I swim around a lot in the "XML High Priesthood" pool, and the latest new thing is this: AI (sucking down unstructured documents) isn't capable of efficient functioning without Knowledge Graph, and donchaknow a complex XML schema and a knowledge graph are practically the same thing.
So they're glueing on some new functionality to try and get writer teams to take the plunge and - same old same old - buy multimillion dollar tools to make PDFs with. One sign of a terminal bagholder is seeing the same tech come up every few years with the latest fashionable thing stapled on its face. They went through a "blockchain" phase too, where all the individual document elements would be addressable "through the chain".
Anyway . . .
Anyway, thing is, there's a teensy shred of truth in what they're saying, but everything else about what they're suggesting would, I think, either not work at all, or make retrieval even less dependable. Also, to do what they're trying to do, you don't actually need a gigantic full on XML schema. Using Asciidoc roles consistently would get you the same benefit, and would save a hell of a lot of space in a very limited window.

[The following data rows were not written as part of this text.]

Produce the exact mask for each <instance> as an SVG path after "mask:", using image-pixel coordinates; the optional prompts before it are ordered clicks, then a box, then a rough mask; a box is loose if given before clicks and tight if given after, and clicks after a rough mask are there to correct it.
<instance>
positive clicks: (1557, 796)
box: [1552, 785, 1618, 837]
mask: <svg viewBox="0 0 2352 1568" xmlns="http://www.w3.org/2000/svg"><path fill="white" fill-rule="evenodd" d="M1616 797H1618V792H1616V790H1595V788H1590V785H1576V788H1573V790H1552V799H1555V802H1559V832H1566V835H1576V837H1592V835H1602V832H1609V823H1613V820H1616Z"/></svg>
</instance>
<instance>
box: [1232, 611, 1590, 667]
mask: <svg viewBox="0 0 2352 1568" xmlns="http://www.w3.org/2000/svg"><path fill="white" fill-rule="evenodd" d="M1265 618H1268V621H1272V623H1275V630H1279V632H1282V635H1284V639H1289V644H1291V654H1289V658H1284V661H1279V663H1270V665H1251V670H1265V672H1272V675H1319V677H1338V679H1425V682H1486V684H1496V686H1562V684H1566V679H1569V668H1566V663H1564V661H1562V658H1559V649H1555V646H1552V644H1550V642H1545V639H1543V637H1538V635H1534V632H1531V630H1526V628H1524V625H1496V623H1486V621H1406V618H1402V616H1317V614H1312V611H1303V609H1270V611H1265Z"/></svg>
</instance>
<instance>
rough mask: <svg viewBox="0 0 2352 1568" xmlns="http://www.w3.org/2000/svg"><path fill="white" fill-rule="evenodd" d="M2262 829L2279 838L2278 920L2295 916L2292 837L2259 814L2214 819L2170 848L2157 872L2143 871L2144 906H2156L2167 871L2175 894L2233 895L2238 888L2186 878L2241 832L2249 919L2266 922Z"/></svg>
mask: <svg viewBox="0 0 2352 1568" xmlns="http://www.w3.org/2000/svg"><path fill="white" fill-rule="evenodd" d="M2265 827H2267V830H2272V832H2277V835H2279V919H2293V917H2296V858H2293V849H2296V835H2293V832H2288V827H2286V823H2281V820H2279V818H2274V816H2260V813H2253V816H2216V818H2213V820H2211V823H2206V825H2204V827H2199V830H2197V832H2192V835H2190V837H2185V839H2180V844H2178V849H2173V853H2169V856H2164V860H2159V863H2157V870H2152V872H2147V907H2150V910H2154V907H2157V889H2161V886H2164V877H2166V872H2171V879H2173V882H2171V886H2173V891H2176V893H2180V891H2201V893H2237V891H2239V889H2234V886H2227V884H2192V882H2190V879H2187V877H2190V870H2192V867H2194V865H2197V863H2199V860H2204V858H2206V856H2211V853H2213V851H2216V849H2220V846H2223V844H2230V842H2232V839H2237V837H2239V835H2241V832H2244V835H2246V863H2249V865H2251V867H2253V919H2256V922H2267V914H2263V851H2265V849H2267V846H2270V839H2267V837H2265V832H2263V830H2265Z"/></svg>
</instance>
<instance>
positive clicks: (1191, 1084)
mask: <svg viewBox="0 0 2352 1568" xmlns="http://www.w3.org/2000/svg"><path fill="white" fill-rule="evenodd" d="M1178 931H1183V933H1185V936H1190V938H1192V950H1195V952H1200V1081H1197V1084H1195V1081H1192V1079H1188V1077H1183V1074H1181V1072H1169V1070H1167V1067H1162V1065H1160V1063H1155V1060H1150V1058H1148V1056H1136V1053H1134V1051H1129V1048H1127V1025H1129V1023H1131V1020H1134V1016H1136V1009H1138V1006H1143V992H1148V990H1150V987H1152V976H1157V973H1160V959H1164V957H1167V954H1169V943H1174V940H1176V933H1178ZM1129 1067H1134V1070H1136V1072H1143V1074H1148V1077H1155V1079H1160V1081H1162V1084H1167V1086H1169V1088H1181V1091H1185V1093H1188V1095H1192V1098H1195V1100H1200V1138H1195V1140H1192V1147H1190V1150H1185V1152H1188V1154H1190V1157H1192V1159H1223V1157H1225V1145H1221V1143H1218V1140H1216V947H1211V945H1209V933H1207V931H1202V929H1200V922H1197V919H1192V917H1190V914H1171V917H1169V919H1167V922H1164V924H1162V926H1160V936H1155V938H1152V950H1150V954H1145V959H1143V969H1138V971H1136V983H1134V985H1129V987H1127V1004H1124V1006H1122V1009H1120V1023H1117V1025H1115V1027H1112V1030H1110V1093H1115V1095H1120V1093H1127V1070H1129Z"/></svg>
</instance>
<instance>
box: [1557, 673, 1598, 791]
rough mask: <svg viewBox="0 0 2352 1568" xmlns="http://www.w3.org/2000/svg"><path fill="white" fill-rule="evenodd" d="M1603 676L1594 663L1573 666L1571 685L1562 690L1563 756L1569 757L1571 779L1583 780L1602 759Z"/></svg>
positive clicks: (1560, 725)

Additionally, when you have strict input token limits: it’s way easier to chunk Markdown while keeping track of context than it is to chunk HTML at all.
Let's see... the linked arXiv article has been withdrawn by the author with the following comment:
> Contains inappropriately sourced conjecture of OpenAI's ChatGPT parameter count from this http URL, a citation which was omitted. The authors do not have direct knowledge or verification of this information, and relied solely on this article, which may lead to public confusion
I think YAML actually uses more tokens than JSON without indents, especially with deep data. For example "," being a single token makes JSON quite compact.